Objectif de 1 080 000 tonnes de riz blanc fixé pour 2017 lors du Conseil interministériel sur la commercialisation du riz local

Le Gouvernement du Sénégal ne compte pas lésiner  sur son objectif d’arriver à l’autosuffisance en riz. En effet, malgré la non atteinte de cette volonté ambitieuse fixée en 2017, l’Etat est loin de baisser les bras. Quelques semaines après le Président de la République qui avait demandé à son gouvernement en conseil des ministres du 15 février 2017 de lui faire l’évaluation du programme national d’autosuffisance en riz (PNAR), le Premier Ministre a présidé ce mardi la réunion interministérielle consacrée à la commercialisation du riz local.

Lors de cette  rencontre, le Premier ministre, Mahamad Boun Abdallah Dionne, a rappelé l’intérêt particulier que le Chef de l’Etat accorde au Programme national d’Autosuffisance en Riz (PNAR) aux acteurs du secteur, notamment les rizicultures, producteurs, partenaires financiers, commerçants et associations consuméristes.
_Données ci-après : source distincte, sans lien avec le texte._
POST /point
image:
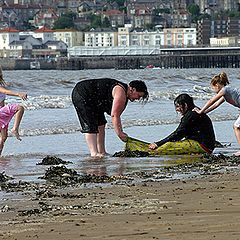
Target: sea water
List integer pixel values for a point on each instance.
(50, 125)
Ce programme qui est une composante de l’axe 1 du Plan Sénégal Emergent (PSE), se fixe désormais un objectif de 1 080 000 tonnes de riz blanc pour couvrir entièrement, à l’horizon 2017, les besoins nationaux, et réduire en même temps le déficit de la balance commerciale.

Même si l’autosuffisance qui était fixée pour 2017 n’est pas atteinte, le Premier ministre a tenu tout de même à saluer les efforts réalisés par le PNAR qui, entre 2014 et 2016, a fait passer la production nationale de riz de 559 021 tonnes à 950 779 tonnes, soit une augmentation de l’ordre de 41% en deux ans. Par ailleurs, les importations ont chuté, entre 2015 et 2016, de 989 549 tonnes à 891.068 tonnes, soit une baisse 98 481 tonnes en valeur absolue, et 11% en valeur relative.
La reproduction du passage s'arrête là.